The Parliamentary Standing Committee on Health later today will release their report resulting from hearings held earlier this year on the Common Drug Review and its process for review and consideration of recommendations for new and innovative drug therapies. In their appearance earlier this year, BIOTECanada offered three suggestions to help improve the availability of health innovations to Canadians. They are designed to bring Canada up to international standards of patient access, and include:

- Having CDR recognize the value of innovation,

- Developing a separate review mechanism that can evaluate treatments for rare diseases, and

- Ensuring this process becomes fully accountable to the Canadian public by holding open meetings of its review committee.

To encourage further investment and development of innovative health interventions, Canada, through the CDR review, must recognize the value of innovation. In the United Kingdom, for example, the National Institute for Clinical Excellence (NICE), a common comparator to CDR, explicitly takes into account the innovative nature of technology and wider societal interests. NICE also works with a citizens' council in making reimbursement decisions on new medicines. Incorporating these elements of the NICE system into the CDR would begin to demonstrate the Canadian system can accommodate the needs of vulnerable patient populations and values the innovation of breakthrough therapies.

"The ability for all Canadians to realize these true improvements approved by Health Canada as safe and effective for their health care is severely hampered by this current process. This is particularly unacceptable if you are a patient living with a rare disease. New biotech therapies for rare illnesses are being routinely rejected by the CDR, leaving entire patient populations suffering outside of our medical health care system," commented Sean Thomspon, Vice-chair, of BIOTECanada's Health Advisory Board.

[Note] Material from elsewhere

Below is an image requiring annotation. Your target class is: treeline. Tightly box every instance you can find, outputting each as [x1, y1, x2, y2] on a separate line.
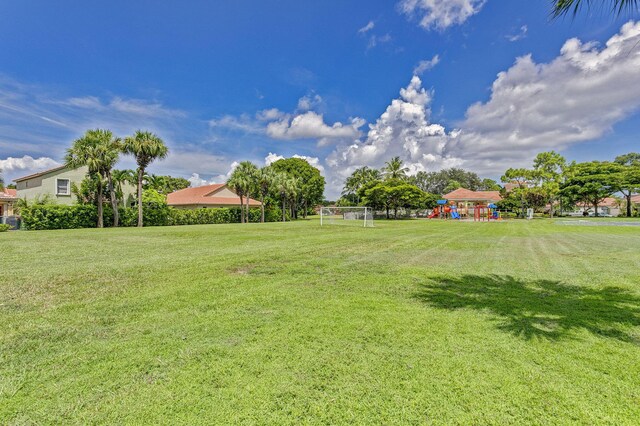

There are at least 27 Canadian companies that have received U.S. Food and Drug Administration orphan product status for the products they are developing, the very types of products that CDR has consistently rejected. One in every ten Canadians suffers from a rare disorder.

The CDR process has let down those in need from getting access to innovative treatments. The challenging patient access environment in Canada presented by CDR is becoming well-known around the world and places Canada out-of-step with other global evaluation bodies. The same data submitted to the CDR have been used by other jurisdictions throughout the world to approve public access for these products, and many countries have developed unique programs and mechanisms for the review of treatments for rare diseases.

The members of BIOTECanada recognize the complexity of some of these issues and are willing to work with the provinces and CDR toward solutions that can bring innovative therapies to the Canadian patients who need them.

About BIOTECanada -

BIOTECanada is dedicated to the sustainable commercial development of biotechnology innovation in Canada. It is the national industry-funded association with over 215 member companies representing the broad spectrum of biotech constituents including emerging and established companies in the health, agricultural, and industrial sectors, as well as academic and research institutions and other related organizations.